|Year : 1999 | Volume
| Issue : 1 | Page : 31-34
Transthyretin (prealbumin) in eye structures and variation of vitreous-transthyretin in diseases
S Ramakrishnan, KN Sulochana, Sunil Parikh, R Punitham
Biochemistry Research Department, Vision Research Foundation, Chennai, India
Vision Research Foundation, 18 College Road, Chennai - 600 006
Source of Support: None, Conflict of Interest: None
Purpose: To evaluate the presence of transthyretin (TTR, prealbumin) a protein which binds retinol to retinol-binding protein in various ocular tissues and to study its quantitative changes in the vitreous humor in various diseases
Method: Estimation of TTR was done by electrophoresis of 10 mg protein in each sample of tears, aqueous humor, vitreous, retina, and lens by an Imaging Densitometer using prealbumin as the standard.
Results: TTR was present in all the eye structures except the lens and tear. The retina and the vitreous had relatively higher amounts of TTR compared with aqueous. The identity of TTR was confirmed by immuno-electrophoresis using anti-human TTR. Two bands in SDS electrophoresis revealed that this protein is a heterodimer. There was a significant decrease in vitreous TTR in diabetes with hypertension and increase in one case each of diabetes with hypertension associated with leukaemia or carcinoma with hepato-splenomegaly.
Conclusion: Vitreous TTR is probably from retina and retinal pigment epithelium. The level of vitreous TTR is likely to have diagnostic significance in some retinal diseases.
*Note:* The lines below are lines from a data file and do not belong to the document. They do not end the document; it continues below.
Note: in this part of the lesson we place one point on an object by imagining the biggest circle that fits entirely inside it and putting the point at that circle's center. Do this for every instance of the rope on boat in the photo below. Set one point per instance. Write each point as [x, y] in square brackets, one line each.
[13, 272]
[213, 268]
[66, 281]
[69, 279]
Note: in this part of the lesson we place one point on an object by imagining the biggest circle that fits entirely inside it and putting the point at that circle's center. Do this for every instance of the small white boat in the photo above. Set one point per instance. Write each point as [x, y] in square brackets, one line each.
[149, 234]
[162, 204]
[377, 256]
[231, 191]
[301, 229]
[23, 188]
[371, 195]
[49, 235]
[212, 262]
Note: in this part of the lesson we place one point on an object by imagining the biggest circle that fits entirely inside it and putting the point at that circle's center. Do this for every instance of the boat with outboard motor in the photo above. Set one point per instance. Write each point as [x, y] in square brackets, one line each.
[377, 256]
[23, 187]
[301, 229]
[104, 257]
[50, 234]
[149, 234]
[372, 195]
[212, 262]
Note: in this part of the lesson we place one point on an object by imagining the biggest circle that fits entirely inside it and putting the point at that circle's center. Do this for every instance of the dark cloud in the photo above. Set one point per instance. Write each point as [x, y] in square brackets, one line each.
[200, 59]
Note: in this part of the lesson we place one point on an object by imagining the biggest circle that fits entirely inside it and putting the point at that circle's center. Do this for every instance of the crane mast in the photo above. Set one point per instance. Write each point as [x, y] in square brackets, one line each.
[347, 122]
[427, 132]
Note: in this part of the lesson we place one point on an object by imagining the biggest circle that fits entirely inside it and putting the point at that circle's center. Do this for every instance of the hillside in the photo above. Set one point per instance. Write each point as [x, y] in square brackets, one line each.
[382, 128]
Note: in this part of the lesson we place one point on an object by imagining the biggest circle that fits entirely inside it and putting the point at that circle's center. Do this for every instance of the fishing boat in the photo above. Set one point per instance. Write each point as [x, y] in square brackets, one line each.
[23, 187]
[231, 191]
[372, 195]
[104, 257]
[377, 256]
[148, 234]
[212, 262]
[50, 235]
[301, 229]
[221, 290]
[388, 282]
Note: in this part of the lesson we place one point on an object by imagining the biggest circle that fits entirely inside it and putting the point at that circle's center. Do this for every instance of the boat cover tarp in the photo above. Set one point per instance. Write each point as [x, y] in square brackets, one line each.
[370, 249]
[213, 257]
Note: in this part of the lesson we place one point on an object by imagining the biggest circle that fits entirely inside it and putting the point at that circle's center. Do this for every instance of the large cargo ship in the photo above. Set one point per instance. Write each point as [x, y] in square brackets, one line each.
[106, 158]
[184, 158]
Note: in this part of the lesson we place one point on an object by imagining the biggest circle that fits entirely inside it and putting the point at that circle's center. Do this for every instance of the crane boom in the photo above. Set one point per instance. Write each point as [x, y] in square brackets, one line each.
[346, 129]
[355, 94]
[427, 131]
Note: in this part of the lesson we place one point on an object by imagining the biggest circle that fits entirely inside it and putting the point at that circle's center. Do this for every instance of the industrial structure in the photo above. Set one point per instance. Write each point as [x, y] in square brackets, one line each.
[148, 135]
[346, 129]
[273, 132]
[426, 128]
Keywords: Transthyretin, eye structures, biochemical function, vitreous transthyretin in diseases
|How to cite this article:|
Ramakrishnan S, Sulochana K N, Parikh S, Punitham R. Transthyretin (prealbumin) in eye structures and variation of vitreous-transthyretin in diseases. Indian J Ophthalmol 1999;47:31-4
Transthyretin (Prealbumin) (TTR) is a protein which binds retinol to retinol-binding protein. Normal blood level is 25 to 30 mg/dL., Tears are reported to have Tear Specific Prealbumin (TSP).[3-6] Biosynthesis of TTR occurs in the pigment epithelium and liver. In 2 cases of amyloid, TTR variant was found in the vitreous. Hence it was of interest to analyse vitreous and other structures of the eye such as the aqueous, retina and tear to detect the presence, and if present, to measure the level of TTR in ocular structures in health and disease.
| Materials and Methods|
Tear fluids were collected from individuals with no complaint of ocular illness, from the study centre (Sankara Nethralaya, Chennai). The volunteers in age group 20-30 years were from the clinical and biochemistry research laboratories. Weakly stimulated reflex tear samples (10-50 ml) were taken from the outer lower part of the conjunctival sac using 25 ml glass capillaries, and were stored separately at -20° C until use.
| Aqueous|| |
Aqueous humor samples were collected from community ophthalmology patients of age 50-60 years who underwent extra capsular cataract extraction (ECCE) with or without intraocular lens (IOL) implantation at Sankara Nethralaya. A tuberculin syringe with a 25 G needle was used to draw 0.1ml of aqueous samples just before surgery, and was transported to the Biochemistry Research laboratory.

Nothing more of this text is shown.